St Helens W.F.C.
- Full name: St Helens Women's Football Club
- Founded: 1976
- Dissolved: 2006

= St Helens W.F.C. =

Women's football club in England

St Helens Women's Football Club was a leading women's football club in England. They reached four WFA Cup finals in the 1980's and were victorious in 1980 when they defeated Preston North End 1-0. They dissolved in 2006.

==History==

The club was founded in 1976 by Chris Slater and Liz Deighan, who had met at trials for the England women's national football team. They joined the Merseyside League, winning it three years running from 1978 to 1980, also winning the Merseyside Cup twice. In 1979/80, they won the Women's FA Cup, defeating Preston North End 1–0 in the final. Sue Holland scored the only goal of the game held at Southbury Road, Enfield, with Chris Slater becoming the first female manager to win the competition. This took them into the European Clubs Cup, and the team lost in the 1980/81 final.

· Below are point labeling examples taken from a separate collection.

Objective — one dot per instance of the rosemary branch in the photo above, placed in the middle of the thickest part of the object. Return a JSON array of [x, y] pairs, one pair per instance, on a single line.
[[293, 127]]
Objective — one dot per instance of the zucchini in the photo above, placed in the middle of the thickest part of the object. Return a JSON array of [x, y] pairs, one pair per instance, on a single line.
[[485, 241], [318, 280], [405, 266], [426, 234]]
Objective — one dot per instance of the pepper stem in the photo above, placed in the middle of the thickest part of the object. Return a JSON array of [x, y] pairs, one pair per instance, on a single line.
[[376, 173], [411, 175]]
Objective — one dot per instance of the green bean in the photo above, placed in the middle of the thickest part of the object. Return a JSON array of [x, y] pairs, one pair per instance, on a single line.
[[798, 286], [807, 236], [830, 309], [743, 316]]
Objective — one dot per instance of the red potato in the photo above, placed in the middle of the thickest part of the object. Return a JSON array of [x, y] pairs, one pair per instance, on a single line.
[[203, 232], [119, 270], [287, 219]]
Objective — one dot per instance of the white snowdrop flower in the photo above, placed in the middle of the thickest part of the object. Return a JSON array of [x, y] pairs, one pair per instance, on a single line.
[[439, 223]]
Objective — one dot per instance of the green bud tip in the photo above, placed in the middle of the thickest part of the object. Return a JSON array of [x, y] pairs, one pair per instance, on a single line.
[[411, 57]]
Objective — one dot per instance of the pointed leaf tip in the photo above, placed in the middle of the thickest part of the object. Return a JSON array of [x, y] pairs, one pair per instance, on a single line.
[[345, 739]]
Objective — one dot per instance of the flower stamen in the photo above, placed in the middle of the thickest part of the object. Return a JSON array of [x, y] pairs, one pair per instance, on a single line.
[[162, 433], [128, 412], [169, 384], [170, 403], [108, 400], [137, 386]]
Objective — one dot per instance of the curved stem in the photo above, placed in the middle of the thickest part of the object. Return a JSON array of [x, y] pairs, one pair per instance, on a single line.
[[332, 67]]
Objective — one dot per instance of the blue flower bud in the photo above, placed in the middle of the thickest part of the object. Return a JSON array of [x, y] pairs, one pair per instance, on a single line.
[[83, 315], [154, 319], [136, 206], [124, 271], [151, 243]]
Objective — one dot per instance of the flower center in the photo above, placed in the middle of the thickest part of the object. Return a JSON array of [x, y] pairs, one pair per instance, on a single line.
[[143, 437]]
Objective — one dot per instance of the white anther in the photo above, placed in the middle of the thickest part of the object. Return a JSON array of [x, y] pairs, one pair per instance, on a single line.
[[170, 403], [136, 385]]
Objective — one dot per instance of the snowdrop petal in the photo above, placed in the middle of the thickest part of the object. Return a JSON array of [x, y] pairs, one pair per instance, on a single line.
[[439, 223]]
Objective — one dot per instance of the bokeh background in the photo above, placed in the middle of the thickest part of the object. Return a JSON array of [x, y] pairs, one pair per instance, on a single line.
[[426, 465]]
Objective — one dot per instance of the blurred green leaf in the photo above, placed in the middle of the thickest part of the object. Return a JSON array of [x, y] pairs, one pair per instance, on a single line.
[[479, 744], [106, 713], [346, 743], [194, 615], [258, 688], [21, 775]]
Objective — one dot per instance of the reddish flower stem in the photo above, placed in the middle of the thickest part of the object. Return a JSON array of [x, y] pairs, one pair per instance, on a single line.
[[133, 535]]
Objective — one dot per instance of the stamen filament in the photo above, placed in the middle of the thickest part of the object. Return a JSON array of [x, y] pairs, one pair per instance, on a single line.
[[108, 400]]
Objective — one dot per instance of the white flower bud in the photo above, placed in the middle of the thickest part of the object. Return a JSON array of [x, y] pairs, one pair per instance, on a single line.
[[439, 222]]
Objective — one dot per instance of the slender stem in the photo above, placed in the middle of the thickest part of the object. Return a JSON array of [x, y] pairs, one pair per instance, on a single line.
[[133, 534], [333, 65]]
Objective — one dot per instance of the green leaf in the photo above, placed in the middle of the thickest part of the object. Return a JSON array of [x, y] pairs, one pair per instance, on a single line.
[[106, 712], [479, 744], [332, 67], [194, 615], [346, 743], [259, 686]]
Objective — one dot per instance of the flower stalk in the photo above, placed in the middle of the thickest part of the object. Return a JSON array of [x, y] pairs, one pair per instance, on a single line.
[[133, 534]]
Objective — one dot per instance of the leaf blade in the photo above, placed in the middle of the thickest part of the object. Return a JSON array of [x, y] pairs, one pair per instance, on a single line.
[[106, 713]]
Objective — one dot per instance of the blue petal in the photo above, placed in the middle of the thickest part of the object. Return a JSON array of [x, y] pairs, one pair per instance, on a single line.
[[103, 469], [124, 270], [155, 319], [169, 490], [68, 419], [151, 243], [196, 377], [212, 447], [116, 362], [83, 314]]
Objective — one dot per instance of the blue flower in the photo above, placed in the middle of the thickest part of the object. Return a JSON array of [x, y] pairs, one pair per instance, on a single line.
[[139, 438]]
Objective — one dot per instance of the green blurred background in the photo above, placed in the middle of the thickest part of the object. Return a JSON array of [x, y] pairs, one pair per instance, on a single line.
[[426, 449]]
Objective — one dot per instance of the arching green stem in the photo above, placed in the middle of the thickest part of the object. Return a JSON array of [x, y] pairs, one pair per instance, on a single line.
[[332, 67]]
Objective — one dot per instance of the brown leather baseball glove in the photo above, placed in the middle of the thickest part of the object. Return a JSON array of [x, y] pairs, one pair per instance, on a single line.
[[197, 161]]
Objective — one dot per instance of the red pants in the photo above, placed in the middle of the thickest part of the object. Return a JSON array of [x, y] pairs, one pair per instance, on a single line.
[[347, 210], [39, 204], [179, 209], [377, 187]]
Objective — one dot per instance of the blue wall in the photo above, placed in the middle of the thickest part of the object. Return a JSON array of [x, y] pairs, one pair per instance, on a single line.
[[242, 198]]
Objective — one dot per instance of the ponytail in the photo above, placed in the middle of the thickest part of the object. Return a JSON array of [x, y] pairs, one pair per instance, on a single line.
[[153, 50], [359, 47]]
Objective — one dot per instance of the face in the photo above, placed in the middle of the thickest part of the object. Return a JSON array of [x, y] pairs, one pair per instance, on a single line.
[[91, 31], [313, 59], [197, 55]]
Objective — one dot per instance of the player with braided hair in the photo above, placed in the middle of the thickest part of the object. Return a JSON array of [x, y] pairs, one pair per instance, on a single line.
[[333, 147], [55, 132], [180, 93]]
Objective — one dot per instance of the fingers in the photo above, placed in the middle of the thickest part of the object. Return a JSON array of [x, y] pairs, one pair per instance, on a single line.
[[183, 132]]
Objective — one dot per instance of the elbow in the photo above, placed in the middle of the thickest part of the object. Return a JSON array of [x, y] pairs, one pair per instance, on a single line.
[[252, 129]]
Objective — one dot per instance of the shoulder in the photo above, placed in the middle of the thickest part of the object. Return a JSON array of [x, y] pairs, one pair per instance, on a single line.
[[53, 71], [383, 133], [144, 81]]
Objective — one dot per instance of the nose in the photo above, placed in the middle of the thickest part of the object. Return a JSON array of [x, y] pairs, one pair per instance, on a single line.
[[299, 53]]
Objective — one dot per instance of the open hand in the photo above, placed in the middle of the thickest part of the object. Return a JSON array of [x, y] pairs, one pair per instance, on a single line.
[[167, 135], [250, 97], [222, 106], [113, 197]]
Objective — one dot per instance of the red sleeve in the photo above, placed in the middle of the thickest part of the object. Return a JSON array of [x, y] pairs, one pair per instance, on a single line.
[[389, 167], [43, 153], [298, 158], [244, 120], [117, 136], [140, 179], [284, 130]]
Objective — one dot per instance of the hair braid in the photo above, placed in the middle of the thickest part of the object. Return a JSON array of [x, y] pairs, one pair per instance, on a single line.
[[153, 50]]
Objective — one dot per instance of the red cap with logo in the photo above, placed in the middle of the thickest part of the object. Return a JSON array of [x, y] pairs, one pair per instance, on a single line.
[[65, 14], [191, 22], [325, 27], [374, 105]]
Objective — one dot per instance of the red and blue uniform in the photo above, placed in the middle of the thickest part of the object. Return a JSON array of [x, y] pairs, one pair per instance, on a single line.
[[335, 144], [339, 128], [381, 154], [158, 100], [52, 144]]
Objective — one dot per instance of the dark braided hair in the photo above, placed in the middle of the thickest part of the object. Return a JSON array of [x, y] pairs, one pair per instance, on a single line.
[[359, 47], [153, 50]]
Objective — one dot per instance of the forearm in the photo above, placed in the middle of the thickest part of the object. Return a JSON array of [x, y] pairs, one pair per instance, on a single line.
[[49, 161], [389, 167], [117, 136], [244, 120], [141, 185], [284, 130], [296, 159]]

The team then switched to the North West Women's League, winning the championship twice. They reached the final of the Women's FA Cup again in 1980/81, 1982/83, and 1986/87, but lost on each occasion. Twin sisters Judith and Janet Turner played in all four WFA Cup finals and England international Alison Leatherbarrow scored in both the 1981 and 1983 finals. Another notable player was Ann Harkins who played as a goalkeeper in the first three finals but captained the team as a defender in 1987. Sheila Parker, who is now an inductee in the English Football Hall of Fame played for St Helens in the 1983 final. Parker is famous for captaining England in their first ever international in 1972 vs Scotland. In later years, the club played in the Women's Premier League Northern Division, and the Midland Combination Women's Football League. They were renamed as the Garswood Saints, and under that name won the North West Women's Regional Football League in 2004/05.

In 2006, there was a fire at the team's clubhouse, in Garswood, and this led the club to disband at the end of the 2005/06 season.